Delgaudio: Curses, foiled again

In our last episode, having been caught in the act of deliberately hiding the notorious extremist background of the right-wing loony he secured an appointment for on the Loudoun Library Board of Trustees, right-wing loony supervisor Eugene Delgaudio (R-Sterling) announced he was “withdrawing” the nomination and Board Chairman Scott York (R-At Large) told outraged constituents who contacted him that the Board would “rescind” the previously unanimously approved appointment at its next business meeting.

A little problem: under the Virginia statute governing library boards, a member of a library board may be removed only “for misconduct or neglect of duty by the governing body making the appointment” (Virginia Code 42.1-35). In other words, it looked like the Board was stuck with Delgaudio’s handpicked choice, one Andrew Beacham — known (now, thanks to the Washington Post‘s reporting) for tearing pages out of the Koran in front of the White House, being arrested for disrupting a Senate hearing, calling President Obama a serial killer, and issuing obscene and violent threats about gays and liberals.

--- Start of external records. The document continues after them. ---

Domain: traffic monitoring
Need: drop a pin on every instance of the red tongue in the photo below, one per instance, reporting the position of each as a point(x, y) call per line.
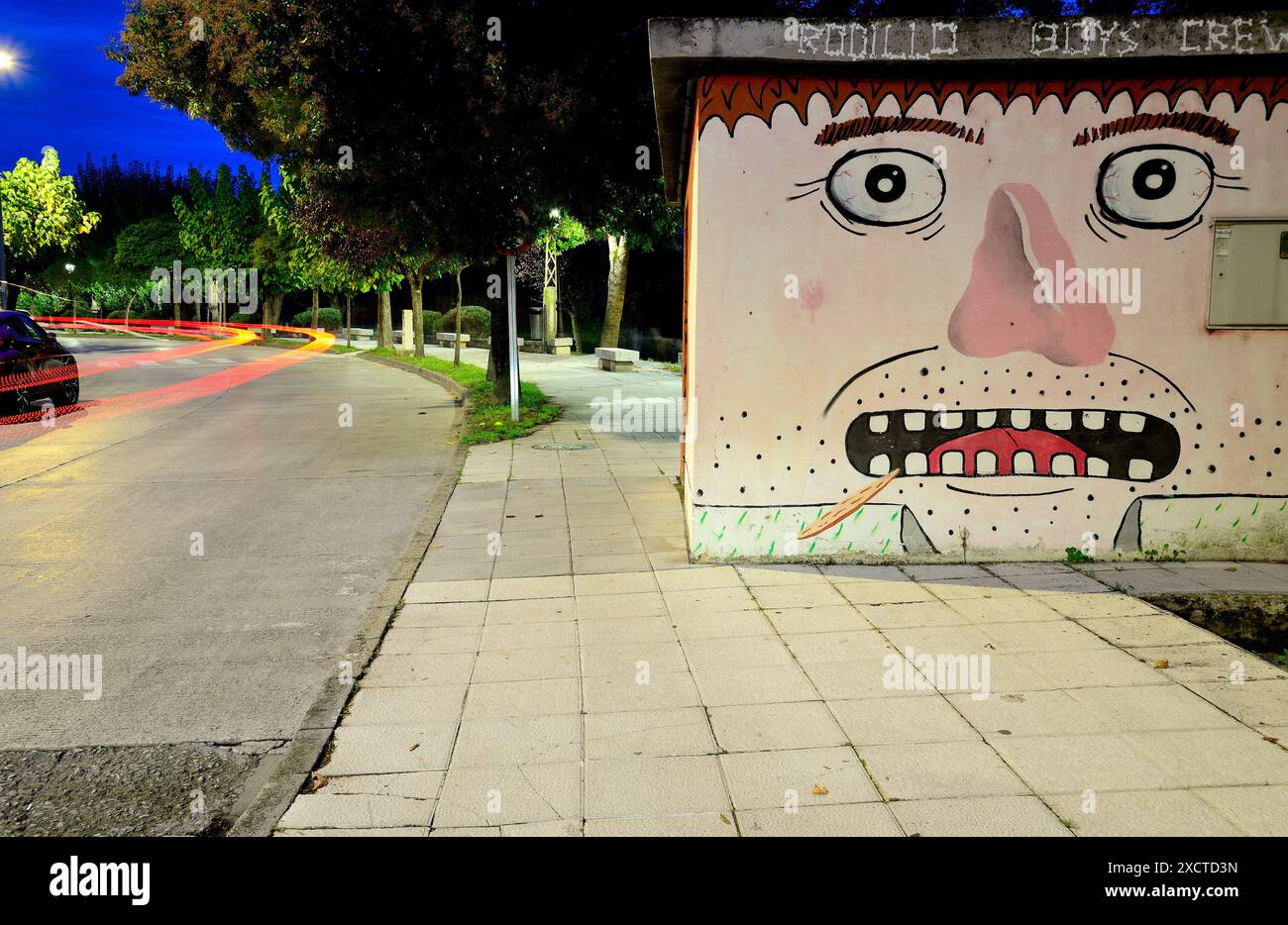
point(1004, 444)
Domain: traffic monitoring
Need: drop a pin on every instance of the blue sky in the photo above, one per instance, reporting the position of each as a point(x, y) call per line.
point(64, 94)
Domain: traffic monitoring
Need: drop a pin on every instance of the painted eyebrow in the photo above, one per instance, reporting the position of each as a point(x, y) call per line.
point(1197, 123)
point(876, 125)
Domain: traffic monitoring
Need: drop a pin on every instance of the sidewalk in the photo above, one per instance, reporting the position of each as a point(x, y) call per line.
point(559, 668)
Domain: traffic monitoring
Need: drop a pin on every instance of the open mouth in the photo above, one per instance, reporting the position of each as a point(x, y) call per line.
point(1014, 442)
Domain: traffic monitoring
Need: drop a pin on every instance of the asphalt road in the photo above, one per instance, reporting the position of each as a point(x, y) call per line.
point(211, 647)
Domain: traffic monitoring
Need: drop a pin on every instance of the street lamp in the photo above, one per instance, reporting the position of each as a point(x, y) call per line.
point(7, 63)
point(71, 290)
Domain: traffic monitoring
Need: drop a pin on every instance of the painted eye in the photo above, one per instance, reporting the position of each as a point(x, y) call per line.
point(1157, 185)
point(885, 185)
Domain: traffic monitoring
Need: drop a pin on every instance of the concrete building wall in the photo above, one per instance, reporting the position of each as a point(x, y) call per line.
point(862, 296)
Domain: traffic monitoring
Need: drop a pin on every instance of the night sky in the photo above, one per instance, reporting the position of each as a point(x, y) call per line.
point(64, 94)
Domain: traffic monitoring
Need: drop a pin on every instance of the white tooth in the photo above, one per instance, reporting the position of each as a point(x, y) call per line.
point(1131, 423)
point(1140, 469)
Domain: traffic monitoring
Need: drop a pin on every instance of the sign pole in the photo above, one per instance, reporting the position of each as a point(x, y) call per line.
point(514, 337)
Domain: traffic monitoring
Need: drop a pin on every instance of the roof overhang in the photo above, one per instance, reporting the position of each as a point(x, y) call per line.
point(681, 51)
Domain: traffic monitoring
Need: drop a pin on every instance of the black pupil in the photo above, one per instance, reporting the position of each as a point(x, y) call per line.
point(1154, 179)
point(885, 183)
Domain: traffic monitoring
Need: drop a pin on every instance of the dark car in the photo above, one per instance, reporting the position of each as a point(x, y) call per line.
point(34, 366)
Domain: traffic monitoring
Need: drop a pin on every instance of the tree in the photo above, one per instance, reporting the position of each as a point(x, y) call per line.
point(42, 214)
point(220, 226)
point(142, 248)
point(638, 223)
point(539, 265)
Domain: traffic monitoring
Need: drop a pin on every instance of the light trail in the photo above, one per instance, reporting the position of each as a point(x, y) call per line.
point(213, 337)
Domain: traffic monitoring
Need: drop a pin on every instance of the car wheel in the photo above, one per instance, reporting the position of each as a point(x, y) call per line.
point(69, 390)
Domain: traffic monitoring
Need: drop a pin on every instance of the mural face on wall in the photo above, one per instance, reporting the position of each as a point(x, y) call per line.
point(999, 291)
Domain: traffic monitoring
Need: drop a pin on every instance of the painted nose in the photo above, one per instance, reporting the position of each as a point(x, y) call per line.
point(1000, 311)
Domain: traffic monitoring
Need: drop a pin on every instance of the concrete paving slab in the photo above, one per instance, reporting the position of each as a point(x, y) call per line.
point(1022, 817)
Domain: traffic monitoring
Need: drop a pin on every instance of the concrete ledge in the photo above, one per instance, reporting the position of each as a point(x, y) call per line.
point(616, 359)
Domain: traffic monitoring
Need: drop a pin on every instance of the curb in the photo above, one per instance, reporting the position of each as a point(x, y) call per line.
point(294, 766)
point(459, 390)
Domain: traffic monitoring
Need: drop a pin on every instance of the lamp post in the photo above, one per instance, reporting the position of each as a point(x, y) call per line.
point(71, 289)
point(7, 63)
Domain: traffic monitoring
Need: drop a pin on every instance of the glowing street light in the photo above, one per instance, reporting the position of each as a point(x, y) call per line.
point(8, 62)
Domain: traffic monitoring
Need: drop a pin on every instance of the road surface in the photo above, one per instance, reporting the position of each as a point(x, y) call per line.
point(217, 553)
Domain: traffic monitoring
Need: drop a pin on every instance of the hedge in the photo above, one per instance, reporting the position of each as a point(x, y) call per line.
point(329, 318)
point(476, 321)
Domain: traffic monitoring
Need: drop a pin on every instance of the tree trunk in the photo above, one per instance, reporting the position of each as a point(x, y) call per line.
point(617, 260)
point(384, 322)
point(498, 356)
point(417, 312)
point(456, 356)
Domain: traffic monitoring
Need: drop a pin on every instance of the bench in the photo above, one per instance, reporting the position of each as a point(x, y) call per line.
point(616, 359)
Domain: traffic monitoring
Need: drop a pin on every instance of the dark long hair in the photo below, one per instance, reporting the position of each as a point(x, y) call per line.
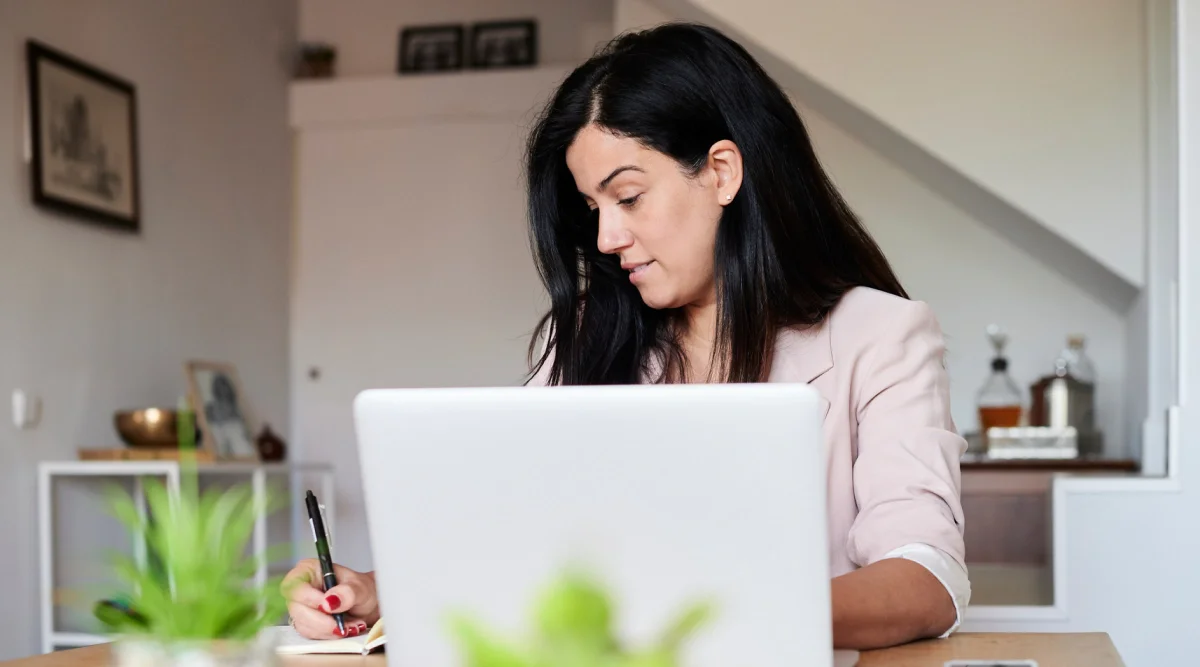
point(787, 246)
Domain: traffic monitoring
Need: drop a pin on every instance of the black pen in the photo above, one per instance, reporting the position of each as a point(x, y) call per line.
point(327, 562)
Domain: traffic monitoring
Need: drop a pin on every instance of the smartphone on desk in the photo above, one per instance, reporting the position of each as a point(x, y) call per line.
point(990, 664)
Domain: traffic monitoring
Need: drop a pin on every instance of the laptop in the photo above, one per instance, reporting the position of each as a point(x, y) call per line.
point(479, 498)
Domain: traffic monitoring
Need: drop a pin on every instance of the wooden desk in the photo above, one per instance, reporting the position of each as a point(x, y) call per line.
point(1050, 650)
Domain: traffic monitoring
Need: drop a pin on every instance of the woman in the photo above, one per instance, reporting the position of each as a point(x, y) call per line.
point(687, 233)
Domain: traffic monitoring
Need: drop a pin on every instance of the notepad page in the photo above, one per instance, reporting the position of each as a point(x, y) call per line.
point(289, 642)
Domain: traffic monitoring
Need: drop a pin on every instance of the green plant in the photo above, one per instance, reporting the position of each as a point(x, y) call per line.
point(198, 580)
point(574, 628)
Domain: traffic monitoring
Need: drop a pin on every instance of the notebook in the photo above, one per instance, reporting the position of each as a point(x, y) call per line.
point(289, 642)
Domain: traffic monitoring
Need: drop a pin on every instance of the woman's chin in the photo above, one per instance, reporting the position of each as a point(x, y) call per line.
point(657, 300)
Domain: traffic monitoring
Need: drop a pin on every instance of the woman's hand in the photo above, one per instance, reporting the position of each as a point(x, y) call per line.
point(311, 608)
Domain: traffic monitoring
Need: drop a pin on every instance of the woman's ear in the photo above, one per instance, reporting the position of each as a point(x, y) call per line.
point(725, 161)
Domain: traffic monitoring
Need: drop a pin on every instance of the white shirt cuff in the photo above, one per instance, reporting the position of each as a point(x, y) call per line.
point(948, 571)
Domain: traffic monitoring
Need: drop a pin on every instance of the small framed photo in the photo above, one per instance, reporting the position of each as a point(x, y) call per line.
point(221, 413)
point(431, 48)
point(83, 132)
point(504, 43)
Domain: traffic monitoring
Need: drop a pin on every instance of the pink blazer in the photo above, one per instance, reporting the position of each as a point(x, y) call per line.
point(892, 450)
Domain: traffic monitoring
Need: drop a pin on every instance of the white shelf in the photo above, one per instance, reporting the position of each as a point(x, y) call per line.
point(172, 470)
point(77, 640)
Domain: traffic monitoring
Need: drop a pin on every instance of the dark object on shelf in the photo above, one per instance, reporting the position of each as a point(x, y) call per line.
point(504, 43)
point(317, 61)
point(431, 48)
point(1080, 463)
point(270, 446)
point(148, 427)
point(84, 137)
point(1067, 397)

But demonstrating what a political tool of Delgaudio he obviously was all along, Beacham last night obediently submitted his resignation, thus tidily resolving the embarrassment.

None of this would have happened had not the Washington Post broken the details about Beacham’s “colorful” past, none of which were included in the resume Beacham and Delgaudio submitted to the Supervisors in support of his nomination to the Library Board. The Virginia statute also requires that the governing body making appointments to Library Boards do so “with reference to their fitness for such office.”

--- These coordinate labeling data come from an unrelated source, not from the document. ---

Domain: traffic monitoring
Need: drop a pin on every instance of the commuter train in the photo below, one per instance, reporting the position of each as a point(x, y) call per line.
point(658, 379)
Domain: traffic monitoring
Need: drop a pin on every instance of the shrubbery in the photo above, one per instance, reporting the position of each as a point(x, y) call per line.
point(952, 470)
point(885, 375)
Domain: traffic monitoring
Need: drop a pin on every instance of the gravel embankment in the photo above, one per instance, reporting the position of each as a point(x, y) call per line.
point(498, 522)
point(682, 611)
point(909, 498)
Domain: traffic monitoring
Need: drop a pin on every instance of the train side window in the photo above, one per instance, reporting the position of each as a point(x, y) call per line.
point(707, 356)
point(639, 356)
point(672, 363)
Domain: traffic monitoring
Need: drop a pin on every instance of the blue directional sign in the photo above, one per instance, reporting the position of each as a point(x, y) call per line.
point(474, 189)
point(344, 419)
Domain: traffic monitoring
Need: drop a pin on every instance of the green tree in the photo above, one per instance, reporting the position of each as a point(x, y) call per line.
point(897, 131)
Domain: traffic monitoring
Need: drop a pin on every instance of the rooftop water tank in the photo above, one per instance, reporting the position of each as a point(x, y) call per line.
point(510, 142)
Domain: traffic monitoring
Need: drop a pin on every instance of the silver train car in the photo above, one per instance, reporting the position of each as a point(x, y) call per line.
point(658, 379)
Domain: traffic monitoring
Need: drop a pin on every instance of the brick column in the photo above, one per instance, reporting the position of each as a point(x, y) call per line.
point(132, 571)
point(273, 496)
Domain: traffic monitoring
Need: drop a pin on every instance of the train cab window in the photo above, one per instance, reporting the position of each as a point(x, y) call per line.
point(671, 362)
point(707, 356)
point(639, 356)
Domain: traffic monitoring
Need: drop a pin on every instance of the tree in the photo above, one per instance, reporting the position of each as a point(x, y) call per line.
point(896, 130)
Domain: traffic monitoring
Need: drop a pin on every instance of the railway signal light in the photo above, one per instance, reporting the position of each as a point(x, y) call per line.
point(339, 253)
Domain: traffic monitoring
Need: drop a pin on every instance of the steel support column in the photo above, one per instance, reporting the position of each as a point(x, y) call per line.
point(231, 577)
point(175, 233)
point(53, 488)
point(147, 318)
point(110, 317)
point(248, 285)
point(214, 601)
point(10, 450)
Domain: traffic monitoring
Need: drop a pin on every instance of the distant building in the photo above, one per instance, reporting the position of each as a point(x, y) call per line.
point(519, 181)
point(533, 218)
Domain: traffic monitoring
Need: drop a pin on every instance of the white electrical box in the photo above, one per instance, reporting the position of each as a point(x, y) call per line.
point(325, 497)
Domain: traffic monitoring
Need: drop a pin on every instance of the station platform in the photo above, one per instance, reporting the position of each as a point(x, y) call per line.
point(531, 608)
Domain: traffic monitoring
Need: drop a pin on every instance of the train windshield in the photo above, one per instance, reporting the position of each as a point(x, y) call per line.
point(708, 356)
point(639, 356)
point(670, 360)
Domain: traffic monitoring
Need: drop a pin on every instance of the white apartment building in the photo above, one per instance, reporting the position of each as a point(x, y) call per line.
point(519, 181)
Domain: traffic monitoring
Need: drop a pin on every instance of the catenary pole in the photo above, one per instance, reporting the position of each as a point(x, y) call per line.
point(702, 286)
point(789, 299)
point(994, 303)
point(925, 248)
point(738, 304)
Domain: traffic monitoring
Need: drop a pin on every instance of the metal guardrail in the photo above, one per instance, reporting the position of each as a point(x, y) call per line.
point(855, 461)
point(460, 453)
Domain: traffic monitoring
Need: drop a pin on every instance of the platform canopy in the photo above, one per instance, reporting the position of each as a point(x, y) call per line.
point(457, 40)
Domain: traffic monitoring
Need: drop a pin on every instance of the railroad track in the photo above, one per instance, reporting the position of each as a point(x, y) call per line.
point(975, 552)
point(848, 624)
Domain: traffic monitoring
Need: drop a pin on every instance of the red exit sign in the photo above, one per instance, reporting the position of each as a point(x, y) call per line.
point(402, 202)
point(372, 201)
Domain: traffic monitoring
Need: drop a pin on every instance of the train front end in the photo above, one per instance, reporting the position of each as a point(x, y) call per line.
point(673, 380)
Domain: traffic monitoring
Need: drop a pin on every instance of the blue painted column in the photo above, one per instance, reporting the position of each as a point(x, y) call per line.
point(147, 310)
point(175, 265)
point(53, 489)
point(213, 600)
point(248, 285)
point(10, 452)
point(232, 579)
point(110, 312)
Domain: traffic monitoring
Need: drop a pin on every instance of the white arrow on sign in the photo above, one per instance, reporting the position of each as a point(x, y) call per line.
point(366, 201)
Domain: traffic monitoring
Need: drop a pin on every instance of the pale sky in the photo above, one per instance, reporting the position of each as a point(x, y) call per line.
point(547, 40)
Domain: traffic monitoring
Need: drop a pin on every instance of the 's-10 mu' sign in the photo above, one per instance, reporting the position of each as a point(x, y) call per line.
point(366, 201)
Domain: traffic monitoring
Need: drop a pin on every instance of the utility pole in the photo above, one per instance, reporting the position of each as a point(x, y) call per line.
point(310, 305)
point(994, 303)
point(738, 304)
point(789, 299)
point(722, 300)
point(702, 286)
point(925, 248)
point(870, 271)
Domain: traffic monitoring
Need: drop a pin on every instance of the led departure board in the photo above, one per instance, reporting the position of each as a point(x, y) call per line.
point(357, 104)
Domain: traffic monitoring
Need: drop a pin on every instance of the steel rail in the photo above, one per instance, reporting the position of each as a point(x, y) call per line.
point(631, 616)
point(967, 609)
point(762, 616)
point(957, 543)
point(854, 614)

It is completely typical of our all-Republican Board of Supervisors that they did not even make a pretense of giving a damn about the fitness of an appointee to a position of public trust and responsibility. Not only did neither Beacham nor Delgaudio reveal a word about Beacham’s confrontational activism: the “resume” Beacham supplied was a joke on its face, offering not a single detail about his work or educational history, simply stating that because his parents were educators and he was a “fine artist” and “videographer” he cared a lot about libraries and “classical” education.

Our all-Republican supervisors have similarly filled other boards and committees with political hacks with no obvious qualifications, tried to appoint to the Historic District Review Committee a notorious right-wing troublemaker who has made it her life’s career to harass neighbors and government officials and abolish all historic districts, and succeeded in appointing a man who used his position to get approval for a garish McMansion on a hilltop within a designated historic district; and filled the “Government Reform” commission with developers who rewrote rules to make it easier for them to bend zoning requirements in their favor in the future.

The utter lackadaisical contempt for even caring about discharging their legal and constitutional responsibilities and to be stewards of local institutions is manifest in the fact that our supervisors unanimously approved Beacham’s appointment without even caring an iota about the legal requirement that appointees be chosen “with reference to their fitness for such office.”

But if your basic attitude is contempt for government, and your attitude toward political office is to view at as an opportunity for self-promotion, self-enrichment, and political demagoguery, why would you care?